‘Ik heb een goed
idee’
‘Wat dan?’
‘Als we nou eens van
Guusje een pop laten maken?’
‘Hoe bedoel je?’
‘Bij een
speelgoedwinkel.’
‘Hoe kom je bij
dit idee?’
‘Heb ik gedroomd.’
‘Stak jij bij de
leuke dromen je hand op?’
‘Ja, samen met nog
twee andere kindjes.’
‘Waarbij hoort de
droom dat er van Guusje een pop werd gemaakt?’
‘Bij de leuke
dromen’
Loes vertelt dat
ze vaak leuk droomt over haar overleden zus. Een enkele keer slechts eng. Uit
ons gesprek maak ik op dat Loes in haar hoofd veel bezig is met Guusje. Als we
thuis komen, gaat ze in de woonkamer op de bank zitten met de iPad. Ik ben in
de keuken en hoor muziek van Guus Meeuwis.
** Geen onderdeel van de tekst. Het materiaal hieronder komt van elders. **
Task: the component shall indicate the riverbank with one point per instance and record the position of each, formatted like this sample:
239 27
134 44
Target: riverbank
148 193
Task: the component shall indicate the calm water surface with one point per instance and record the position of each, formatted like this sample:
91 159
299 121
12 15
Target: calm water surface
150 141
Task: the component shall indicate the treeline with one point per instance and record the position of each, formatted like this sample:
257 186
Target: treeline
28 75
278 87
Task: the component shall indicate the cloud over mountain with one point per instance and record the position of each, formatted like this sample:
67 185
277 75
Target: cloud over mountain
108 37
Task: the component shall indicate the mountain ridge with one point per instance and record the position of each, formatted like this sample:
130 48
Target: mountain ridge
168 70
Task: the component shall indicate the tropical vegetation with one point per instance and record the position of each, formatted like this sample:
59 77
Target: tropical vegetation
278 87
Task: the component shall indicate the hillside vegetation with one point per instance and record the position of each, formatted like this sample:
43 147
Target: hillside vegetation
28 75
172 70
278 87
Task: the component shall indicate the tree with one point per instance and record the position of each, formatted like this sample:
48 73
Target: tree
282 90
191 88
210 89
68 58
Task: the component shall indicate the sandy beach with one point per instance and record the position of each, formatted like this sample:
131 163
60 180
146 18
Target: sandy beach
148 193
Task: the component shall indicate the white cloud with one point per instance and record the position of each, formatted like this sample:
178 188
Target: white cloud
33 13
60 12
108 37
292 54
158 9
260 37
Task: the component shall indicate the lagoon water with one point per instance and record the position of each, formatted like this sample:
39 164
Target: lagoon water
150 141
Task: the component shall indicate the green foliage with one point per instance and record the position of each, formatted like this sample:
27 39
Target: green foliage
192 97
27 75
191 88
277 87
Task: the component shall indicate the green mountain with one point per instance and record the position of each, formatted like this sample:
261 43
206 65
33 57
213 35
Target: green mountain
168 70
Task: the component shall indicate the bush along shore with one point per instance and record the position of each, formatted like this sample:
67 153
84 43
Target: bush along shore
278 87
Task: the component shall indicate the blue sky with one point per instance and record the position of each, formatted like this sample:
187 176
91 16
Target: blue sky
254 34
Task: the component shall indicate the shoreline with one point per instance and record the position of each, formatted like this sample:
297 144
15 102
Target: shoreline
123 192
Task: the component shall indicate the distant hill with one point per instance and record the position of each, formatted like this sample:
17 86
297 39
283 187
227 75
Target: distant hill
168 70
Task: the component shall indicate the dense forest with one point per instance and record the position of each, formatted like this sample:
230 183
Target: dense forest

Deze is afkomstig van de iPad.
‘Waar kijk je
naar?’
‘Filmpjes van
Guusje.’
‘Waar heb je die
gevonden’
‘Ik heb
KanjerGuusje ingetikt op de iPad’
In ons gezin is iedereen druk met Guusje. Niet alleen Yvonne en ik. Ook onze kinderen. Ze missen hun zusje. Elke dag opnieuw. Ik vraag me af of de buitenwereld dit beseft. Ook de mensen in onze directe omgeving. Ik vermoed van niet. Zeker als ik terugdenk aan mijn eigen gedrag. Ik had nooit in de gaten dat de impact van verlies zo overweldigend is.
Aan het eind van
de middag stappen Yvonne en ik naar binnen bij restaurant De Lakei. Loes is
meegelopen. Aan de bar is het drukker dan verwacht. Dit zijn de leveranciers en
vrijwilligers die afgelopen week hebben geholpen om van het ‘Dineren voor
KanjerGuusje’ een succes te maken. Ze zijn allemaal verzameld voor de officiĆ«le
uitreiking van de cheque.
De eigenaars van
restaurant De Lakei maken het spannend. Als iedereen staat opgesteld voor de
foto en maar liefst twee fotografen met camera’s in de aanslag staan, tonen ze
de cheque met het bedrag: 2.750 euro! Er worden veel foto’s gemaakt. Pas daarna
kan ik losgaan. Ik ben dolenthousiast. De wijze waarop iedereen heeft
meegewerkt om van deze actie een succes te maken is hartverwarmend.
Ik denk terug in
de tijd. Hoe zou ik het zelf hebben gevonden? Iemand bellen die een tijdje
terug zijn kind heeft verloren. Moeilijk. Ik zou niet hebben gebeld. Waarom?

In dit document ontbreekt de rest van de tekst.